I have always loved riding inside the huge sphere of Spaceship Earth.  For those who have not been there, it is a fifteen minute journey through the history of communication with your little car going by Disney Animatronic sets showing the evolution from cave painting to papyrus to the printing press to the personal computer.  It used to be that the last displays were about communicating in some not-too-distant future by videophone.  Now, the exhibition ends with someone who looked a bit like Steve Wozniak cobbling together a personal computer in his garage in 1979.  There is no future.  There is not even a Now.  I guess it got be be too expensive to keep chasing the rapidly evolving world we live in.  Still, a long dark tunnel does not seem to be a good way to end the ride.
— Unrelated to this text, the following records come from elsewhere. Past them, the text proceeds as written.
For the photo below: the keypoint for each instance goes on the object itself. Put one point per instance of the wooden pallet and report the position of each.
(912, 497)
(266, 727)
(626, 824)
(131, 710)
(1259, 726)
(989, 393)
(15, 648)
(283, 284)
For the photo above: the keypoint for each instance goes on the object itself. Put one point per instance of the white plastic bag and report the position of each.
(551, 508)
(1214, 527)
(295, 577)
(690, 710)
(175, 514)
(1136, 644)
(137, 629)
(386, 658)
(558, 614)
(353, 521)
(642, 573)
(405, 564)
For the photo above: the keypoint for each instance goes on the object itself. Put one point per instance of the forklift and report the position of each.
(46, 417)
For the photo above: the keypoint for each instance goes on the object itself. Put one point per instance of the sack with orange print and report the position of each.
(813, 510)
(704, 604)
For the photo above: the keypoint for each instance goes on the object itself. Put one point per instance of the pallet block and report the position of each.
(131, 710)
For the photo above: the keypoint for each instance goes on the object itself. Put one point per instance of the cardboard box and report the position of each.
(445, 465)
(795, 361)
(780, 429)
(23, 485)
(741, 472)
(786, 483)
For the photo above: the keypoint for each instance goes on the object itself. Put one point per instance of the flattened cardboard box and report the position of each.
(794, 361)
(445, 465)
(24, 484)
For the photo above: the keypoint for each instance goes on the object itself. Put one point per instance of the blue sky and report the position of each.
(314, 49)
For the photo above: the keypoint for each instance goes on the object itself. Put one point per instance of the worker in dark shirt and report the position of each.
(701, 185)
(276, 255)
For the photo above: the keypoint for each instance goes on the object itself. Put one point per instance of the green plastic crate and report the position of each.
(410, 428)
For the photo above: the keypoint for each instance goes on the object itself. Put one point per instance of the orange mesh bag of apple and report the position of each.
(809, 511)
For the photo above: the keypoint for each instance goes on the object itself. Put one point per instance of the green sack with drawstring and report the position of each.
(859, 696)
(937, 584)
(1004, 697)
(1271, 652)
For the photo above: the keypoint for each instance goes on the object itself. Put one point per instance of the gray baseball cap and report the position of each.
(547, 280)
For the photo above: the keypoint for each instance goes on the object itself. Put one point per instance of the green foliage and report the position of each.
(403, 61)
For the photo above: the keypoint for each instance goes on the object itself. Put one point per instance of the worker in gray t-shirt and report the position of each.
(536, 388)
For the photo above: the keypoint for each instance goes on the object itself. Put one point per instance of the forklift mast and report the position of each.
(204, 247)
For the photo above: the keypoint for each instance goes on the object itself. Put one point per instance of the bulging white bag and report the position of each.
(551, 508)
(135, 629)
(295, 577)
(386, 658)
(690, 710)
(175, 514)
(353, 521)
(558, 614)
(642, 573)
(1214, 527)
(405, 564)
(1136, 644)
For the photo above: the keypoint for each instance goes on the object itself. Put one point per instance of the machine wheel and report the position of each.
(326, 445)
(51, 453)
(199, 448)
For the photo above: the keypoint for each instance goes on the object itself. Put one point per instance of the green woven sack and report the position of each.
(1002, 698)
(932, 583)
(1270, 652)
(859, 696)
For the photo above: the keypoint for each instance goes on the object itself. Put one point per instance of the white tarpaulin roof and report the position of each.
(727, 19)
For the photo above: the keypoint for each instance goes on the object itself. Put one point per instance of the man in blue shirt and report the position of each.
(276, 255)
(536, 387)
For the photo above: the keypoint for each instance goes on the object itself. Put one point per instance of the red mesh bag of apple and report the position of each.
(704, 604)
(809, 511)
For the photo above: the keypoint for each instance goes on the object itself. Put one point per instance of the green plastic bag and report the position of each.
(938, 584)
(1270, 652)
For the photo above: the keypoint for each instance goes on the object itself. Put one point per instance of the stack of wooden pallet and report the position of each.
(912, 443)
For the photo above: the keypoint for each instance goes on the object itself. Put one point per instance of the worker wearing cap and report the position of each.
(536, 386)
In the Universe of Energy, the multimedia show is at least fifteen years old.  It is terribly out of date with regard to this rapidly changing field and only alludes in the smallest possible way to the importance of climate change.  Given the central place of energy, it seems a disservice to not update this pavilion.  Even our automated, moving theater seats seemed dated because the ride broke down midway through and we had to trudge off through an emergency exit.  This pavilion used to be sponsored by Exxon, then Exxon-Mobil, but they dropped sponsorship completely in 2004 and now there is no corporate sponsor.

By the way, Spaceship Earth, which used to be sponsored by AT&T, is now sponsored by Siemens.  The Land pavilion used to be sponsored by Kraft but is now also unsponsored.  The GM Test Track pavilion is still sponsored by its namesake, but who knows for how much longer?  Maybe it will become the Kia Test Track.  The film footage is way out of date, as are even the television monitors.  How can this be Future World?

Perhaps the whole idea of Epcot is also confined to the past.  Walt Disney imagined it to actually be a planned community built within Disney World, hence the name.  He could never get the board of directors to go for it.  They wanted Disneyland East.  Walt died in 1966 and his dream for the Experimental Community died with him.  His brother, Roy (who also just recently passed away), tried to carry on, and did build the Magic Kingdom and a much more commercial version of Epcot.  What opened in 1982 was more like a World's Fair than an experimental community but it did incorporate some of the infrastructure originally imagined by Walt Disney.

I still like Epcot.  I will probably go there again.  It just seems like a lost opportunity to say more about the future.  Maybe once the recession is over, Disney can get some corporate sponsors to ante up the money to update some of these pavilions.  But it isn't 1966 or 1982 and it is hard to find U.S. companies with the muscle or interest.  Maybe that is for the best as the future is likely to be with the Multinationals anyway.  I guess I am just nostalgic for the times when we seemed to be a leader in business and technology.  I'll get over it.